Ukraine’s stolen children: deidentification as the goal of Russian deportations.

5 Jun 2024, 13:15

Description

Russia has taken over 20,000 children from the temporarily occupied territories of Ukraine. The main goal of the kidnappings is to impose new identities on these children. This paper details the methods through which the Russian state tries to impose new identities, both metaphorically and bureaucratically, on kidnapped Ukrainian children. In so doing, Russian authorities aim to justify their own propaganda concerning Ukraine: Ukraine does not exist and Ukrainians are just brainwashed Russians. It is notable that these kidnappings did not happen until 2022 (eg in 2014), suggesting they are at least partly a reaction to Russian insecurity at realising the lack of evidence for Russian ‘ownership’ over Ukrainian identity.
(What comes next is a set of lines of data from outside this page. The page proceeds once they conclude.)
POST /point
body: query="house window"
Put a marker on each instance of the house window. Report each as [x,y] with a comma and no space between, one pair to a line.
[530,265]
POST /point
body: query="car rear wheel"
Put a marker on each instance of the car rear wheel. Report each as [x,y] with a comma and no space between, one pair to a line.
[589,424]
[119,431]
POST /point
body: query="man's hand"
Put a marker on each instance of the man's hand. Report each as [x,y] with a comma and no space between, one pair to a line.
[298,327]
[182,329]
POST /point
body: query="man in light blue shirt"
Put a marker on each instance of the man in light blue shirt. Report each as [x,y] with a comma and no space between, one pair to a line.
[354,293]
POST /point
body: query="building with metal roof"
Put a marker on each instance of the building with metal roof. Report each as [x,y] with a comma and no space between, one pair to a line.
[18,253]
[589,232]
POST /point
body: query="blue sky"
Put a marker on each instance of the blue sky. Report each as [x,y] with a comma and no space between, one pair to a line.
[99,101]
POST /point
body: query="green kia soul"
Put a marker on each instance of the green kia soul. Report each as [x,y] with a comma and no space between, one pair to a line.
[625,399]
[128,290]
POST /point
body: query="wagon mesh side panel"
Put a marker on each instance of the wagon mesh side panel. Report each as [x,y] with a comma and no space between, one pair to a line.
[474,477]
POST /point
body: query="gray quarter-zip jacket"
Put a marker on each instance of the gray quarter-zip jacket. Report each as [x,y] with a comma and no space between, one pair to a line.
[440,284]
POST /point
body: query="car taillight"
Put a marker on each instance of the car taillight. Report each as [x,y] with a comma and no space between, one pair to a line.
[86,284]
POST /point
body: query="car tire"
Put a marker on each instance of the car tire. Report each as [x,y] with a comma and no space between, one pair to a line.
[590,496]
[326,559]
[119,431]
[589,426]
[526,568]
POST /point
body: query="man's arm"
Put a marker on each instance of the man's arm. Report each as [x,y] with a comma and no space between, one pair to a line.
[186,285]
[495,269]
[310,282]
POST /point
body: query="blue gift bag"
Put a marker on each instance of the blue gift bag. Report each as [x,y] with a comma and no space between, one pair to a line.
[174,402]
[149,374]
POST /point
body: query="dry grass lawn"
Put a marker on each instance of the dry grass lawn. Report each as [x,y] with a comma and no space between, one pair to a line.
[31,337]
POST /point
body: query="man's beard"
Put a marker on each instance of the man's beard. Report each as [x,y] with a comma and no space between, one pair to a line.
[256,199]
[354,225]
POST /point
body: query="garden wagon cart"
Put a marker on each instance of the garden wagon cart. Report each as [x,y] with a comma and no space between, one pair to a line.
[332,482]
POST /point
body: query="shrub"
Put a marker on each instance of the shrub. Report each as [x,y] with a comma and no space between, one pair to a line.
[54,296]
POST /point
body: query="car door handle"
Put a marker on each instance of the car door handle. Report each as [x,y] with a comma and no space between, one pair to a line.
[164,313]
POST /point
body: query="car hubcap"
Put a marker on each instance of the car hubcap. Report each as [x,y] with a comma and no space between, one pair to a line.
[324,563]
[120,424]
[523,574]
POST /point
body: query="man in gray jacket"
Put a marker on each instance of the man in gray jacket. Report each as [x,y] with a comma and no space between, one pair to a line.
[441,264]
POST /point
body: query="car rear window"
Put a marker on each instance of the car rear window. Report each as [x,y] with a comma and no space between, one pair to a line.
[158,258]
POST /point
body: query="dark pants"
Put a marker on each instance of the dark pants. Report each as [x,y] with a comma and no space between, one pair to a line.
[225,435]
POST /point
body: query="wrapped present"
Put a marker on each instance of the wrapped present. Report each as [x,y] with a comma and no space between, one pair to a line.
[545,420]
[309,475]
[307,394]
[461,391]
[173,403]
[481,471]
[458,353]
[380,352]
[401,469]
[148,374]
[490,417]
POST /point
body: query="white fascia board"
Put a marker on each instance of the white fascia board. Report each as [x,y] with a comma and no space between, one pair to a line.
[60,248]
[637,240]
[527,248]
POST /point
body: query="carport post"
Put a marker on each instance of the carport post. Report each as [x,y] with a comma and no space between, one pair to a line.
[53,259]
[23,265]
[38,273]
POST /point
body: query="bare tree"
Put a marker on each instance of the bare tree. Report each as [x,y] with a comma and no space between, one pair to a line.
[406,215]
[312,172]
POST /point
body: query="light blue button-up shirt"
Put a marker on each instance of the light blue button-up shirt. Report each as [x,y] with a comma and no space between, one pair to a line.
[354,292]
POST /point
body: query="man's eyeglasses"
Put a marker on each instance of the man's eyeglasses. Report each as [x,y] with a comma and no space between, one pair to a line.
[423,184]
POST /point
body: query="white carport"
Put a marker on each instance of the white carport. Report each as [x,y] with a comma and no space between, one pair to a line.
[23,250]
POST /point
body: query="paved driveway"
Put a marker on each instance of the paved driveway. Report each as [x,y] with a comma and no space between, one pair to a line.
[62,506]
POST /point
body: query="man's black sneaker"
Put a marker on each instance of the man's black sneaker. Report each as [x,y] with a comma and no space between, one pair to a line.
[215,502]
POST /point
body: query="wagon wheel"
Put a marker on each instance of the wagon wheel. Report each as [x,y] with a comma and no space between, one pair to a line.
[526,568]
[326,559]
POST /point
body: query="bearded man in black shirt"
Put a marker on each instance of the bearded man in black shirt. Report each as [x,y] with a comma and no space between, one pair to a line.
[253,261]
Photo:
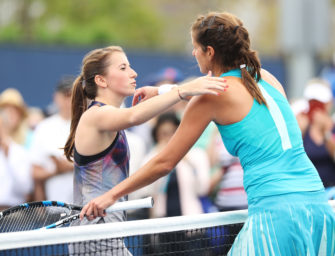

Using discourse analysis of Russian coverage of the deportations, the paper will first justify this argument and track the ‘logic’ Russian official sources and government media apply to justify the deportations. Second, it will use this coverage combined with data from the Ukrainian Centre for Resistance to categorise the methods of deidentification utilised by Russia during the longer deportation and reeducation process: 1) bureaucratic deidentification (changing names and birthdays so children cannot be found); mnemonic deidentification (inculcating an alternative history); erasure of Ukrainian identity as an existing concept; encouraging association with Russia and rejection of Ukraine. The paper concludes by arranging these categories within a procedure of deidentification and explores any new practices that may emerge.